Qiime2r missing sample

Hello,

I still have a problem with the missing sample. If I leave in the # sign before SampleID, I get the following output with one sample missing as shown in the first part below. If I leave out the # sign before SampleID, I get an error as shown in the second part below. I have also attached my metadata file.met.tsv (570 Bytes)

Output with #SampleID in first line (missing sample 1)

physeq<-qza_to_phyloseq(“table.qza”,“rooted-tree.qza”,“taxonomy.qza”, “met.tsv”)
sample_names(physeq)
[1] “2” “3” “4” “5” “6” “7” “8”

Output with just SampleID without # sign

physeq<-qza_to_phyloseq(“table.qza”,“rooted-tree.qza”,“taxonomy.qza”, “met.tsv”)
Show Traceback

Rerun with Debug
Error in validObject(.Object) : invalid class “phyloseq” object:
Component sample names do not match.
Try sample_names()

sample_names(physeq)
[1] “2” “3” “4” “5” “6” “7” “8”

For some reason, the first line is not being read properly. Thanks again for your help!

Ben

That is not a valid QIIME 2 identifier. Please see the list @Nicholas_Bokulich posted above.

1 Like

I don’t think your problem actually has to do with the header, I think the issue may lie in the fact that your sample names are only numbers. In my opinion nothing good can come from using numbers as sample IDs, I would recommend using something containing a more descript alpha-numeric unique identifier. It would appear based on my playing around that phyloseq does not take numbers as sample names so this is where your issue is. I would recommend reading your objects in separately, appending and appending something on like below:

#not actually tested, may need to fix a typo or two
table<-read_qza("table.qza")$data
meta<-read_q2metadata("met.tsv")
meta$SampleID<-paste0("Sample_", meta$SampleID)
colnames(table)<-paste0("Sample_", colnames(table))

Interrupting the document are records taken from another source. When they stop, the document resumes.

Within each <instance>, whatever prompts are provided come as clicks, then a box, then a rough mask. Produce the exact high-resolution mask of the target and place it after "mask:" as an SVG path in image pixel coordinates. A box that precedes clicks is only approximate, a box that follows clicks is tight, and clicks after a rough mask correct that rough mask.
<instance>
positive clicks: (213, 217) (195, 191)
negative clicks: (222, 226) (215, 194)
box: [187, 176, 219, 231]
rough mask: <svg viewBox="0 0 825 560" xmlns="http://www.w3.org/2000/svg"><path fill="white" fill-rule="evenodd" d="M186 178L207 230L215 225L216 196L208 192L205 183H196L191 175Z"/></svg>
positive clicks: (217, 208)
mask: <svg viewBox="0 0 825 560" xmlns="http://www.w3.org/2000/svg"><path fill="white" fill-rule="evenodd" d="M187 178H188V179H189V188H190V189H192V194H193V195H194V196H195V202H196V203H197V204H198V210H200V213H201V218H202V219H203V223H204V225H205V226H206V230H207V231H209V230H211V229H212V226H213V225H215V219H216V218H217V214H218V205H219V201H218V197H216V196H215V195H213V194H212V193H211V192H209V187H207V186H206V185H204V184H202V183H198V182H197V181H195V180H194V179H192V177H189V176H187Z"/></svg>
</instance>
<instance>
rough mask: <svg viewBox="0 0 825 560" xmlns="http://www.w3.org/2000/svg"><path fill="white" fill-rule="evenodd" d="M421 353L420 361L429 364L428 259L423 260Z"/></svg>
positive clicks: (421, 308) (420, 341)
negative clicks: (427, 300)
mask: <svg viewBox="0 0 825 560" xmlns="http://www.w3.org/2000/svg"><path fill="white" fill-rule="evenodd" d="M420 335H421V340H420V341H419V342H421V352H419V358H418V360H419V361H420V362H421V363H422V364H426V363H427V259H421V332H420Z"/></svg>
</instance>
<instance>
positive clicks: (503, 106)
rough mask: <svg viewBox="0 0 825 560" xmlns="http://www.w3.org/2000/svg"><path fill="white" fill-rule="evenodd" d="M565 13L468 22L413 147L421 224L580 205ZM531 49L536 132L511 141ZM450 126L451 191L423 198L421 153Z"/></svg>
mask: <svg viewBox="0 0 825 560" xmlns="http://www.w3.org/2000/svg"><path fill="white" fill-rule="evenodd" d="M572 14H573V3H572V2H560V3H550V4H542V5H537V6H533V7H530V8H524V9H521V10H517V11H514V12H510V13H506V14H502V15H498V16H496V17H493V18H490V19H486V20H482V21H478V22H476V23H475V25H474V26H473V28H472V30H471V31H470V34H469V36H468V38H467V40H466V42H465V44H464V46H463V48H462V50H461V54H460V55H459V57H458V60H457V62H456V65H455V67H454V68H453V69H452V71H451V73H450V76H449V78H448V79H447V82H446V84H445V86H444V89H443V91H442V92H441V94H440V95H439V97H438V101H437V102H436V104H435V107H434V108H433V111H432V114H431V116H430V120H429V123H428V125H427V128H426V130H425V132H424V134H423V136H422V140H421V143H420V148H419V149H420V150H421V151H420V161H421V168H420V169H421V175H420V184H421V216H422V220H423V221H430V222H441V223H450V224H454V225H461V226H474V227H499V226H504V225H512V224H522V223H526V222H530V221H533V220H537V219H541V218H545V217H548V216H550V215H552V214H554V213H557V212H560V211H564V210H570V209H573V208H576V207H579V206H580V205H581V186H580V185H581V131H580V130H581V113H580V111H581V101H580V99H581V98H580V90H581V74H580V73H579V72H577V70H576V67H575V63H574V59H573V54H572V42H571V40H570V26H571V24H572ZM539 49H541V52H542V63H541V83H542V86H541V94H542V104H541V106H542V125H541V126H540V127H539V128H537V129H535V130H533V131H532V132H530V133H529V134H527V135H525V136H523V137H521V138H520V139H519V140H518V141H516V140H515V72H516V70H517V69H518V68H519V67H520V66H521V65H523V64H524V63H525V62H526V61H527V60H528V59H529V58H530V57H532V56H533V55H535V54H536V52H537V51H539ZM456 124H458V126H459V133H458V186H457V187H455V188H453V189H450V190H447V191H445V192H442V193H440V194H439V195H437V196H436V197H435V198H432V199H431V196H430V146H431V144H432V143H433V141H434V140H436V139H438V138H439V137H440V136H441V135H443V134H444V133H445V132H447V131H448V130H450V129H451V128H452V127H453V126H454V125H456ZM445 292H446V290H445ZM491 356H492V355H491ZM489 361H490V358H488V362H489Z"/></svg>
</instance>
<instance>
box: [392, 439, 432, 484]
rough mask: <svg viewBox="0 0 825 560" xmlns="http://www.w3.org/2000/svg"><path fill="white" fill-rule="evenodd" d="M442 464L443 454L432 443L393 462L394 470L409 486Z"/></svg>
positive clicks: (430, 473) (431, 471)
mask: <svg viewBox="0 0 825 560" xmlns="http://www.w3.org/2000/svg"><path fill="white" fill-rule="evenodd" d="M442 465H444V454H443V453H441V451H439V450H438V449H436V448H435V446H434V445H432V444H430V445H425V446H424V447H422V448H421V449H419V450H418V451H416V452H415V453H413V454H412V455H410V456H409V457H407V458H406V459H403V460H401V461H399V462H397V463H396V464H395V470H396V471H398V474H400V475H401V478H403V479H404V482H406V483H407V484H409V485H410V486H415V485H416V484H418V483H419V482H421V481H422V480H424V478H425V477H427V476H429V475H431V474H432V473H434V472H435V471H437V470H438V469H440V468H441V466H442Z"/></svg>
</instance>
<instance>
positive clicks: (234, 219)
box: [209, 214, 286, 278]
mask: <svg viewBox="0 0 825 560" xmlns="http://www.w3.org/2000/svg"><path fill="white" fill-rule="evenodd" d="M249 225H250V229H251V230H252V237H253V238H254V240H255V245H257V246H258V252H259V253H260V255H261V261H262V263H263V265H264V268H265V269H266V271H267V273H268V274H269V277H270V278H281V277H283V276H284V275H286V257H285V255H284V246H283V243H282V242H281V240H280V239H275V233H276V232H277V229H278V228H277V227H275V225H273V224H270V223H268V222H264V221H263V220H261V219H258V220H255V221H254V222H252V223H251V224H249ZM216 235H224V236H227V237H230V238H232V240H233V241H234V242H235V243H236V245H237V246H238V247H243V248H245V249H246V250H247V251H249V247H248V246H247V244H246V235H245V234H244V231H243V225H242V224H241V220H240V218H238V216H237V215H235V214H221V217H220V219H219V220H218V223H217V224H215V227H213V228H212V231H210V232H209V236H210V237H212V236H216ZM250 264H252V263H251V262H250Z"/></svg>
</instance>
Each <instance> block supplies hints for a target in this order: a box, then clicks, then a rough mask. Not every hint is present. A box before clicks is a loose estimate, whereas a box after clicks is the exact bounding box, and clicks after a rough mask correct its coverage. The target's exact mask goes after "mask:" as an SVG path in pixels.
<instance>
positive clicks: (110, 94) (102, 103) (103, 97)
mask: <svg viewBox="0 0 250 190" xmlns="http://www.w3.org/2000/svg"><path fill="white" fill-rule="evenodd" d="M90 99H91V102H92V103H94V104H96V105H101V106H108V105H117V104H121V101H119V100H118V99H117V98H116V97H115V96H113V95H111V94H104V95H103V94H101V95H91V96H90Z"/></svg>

#Then build your phyloseq object manually

See more info here:

1 Like

Thank you for your help Jordan! When I try to build the phyloseq object manually, I get the following error after typing the command:
colnames(tax_table)<-c(“Kingdom”,“Phylum”,“Class”,“Order”,“Family”,“Genus”,“Species”)

Error in dimnames(x) <- dn :
length of ‘dimnames’ [2] not equal to array extent

I suspect this is because some of the entries in my tax_table go to only the genus level and some are unassigned. Anything I can do to make the above command work?

Thank you!

Ben

That sounds about correct, you could double check with length(colnames(tax_table)) or dim(tax_table). In this case, just remove the ,"Species" from your first line and the problem should be solved.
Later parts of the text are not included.